La diffusion d’œuvres en ligne : études de cas dans le spectacle vivant
Lors du 3ème Forum Entreprendre dans la culture en Nouvelle-Aquitaine, qui s’est déroulé intégralement en ligne les 12 et 13 novembre 2020, la Région a proposé une table ronde portant sur la diffusion des œuvres en ligne.
Depuis les années 2000, les pratiques des publics ont fortement évolué vers les nouveaux usages (écoute en ligne de musique, abonnement aux plateformes de cinéma et audiovisuel, médias en ligne, nouveaux formats adaptés aux réseaux sociaux, nouvelles formes immersives…).
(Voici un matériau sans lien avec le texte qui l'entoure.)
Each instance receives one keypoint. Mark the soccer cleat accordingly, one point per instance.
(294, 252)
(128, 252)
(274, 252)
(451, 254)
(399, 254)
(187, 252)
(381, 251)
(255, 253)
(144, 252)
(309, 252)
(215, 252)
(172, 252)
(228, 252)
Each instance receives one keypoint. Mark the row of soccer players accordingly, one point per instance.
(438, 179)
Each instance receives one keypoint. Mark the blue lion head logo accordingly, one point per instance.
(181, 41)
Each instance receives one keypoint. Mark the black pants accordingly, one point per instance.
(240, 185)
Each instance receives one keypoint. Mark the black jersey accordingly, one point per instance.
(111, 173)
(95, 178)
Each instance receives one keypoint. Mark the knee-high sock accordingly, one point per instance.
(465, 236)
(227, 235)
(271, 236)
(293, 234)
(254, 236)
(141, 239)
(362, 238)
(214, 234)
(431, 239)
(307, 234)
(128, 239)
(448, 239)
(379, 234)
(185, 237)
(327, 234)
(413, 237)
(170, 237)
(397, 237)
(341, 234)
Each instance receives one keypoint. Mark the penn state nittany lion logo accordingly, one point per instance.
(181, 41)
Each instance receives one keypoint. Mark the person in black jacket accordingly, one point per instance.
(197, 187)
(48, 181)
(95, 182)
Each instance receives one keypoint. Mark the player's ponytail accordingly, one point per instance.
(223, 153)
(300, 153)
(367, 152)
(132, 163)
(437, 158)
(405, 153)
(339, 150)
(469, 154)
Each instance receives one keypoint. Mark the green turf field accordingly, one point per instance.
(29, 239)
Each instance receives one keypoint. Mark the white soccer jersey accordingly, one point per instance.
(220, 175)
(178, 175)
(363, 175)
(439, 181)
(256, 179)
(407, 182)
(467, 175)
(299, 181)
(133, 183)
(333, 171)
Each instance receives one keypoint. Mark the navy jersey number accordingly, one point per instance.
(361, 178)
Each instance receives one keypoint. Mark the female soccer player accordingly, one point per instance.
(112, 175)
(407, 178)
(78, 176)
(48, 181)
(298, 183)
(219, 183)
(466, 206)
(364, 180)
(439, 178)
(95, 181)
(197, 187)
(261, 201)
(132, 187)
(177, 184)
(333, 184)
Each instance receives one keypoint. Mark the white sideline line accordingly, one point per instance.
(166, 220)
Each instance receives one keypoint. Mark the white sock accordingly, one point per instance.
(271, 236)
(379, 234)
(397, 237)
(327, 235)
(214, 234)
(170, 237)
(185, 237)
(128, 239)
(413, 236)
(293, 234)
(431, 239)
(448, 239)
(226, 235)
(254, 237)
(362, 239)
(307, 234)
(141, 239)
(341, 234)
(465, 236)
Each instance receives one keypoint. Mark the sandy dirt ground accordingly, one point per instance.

La crise sanitaire est venue renforcer et accentuer cette tendance rendant indispensable la réflexion sur des formes de diffusion complémentaires aux traditionnelles co-présences artistes/publics dans des lieux physiques.
Au-delà de l’impact du numérique sur la question artistique, cette table ronde a été l’occasion d’aborder des questions très opérationnelles (juridiques, économiques, techniques) que pose la diffusion d’œuvres du spectacle vivant sur Internet sous ses différents modes : live, replay, formats dits interactifs.
Nous vous proposons de voir ou revoir cette table ronde via le replay ci-dessous que nous avons choisi d’accompagner de contenus ressources supplémentaires sur les sujets abordés par nos intervenants.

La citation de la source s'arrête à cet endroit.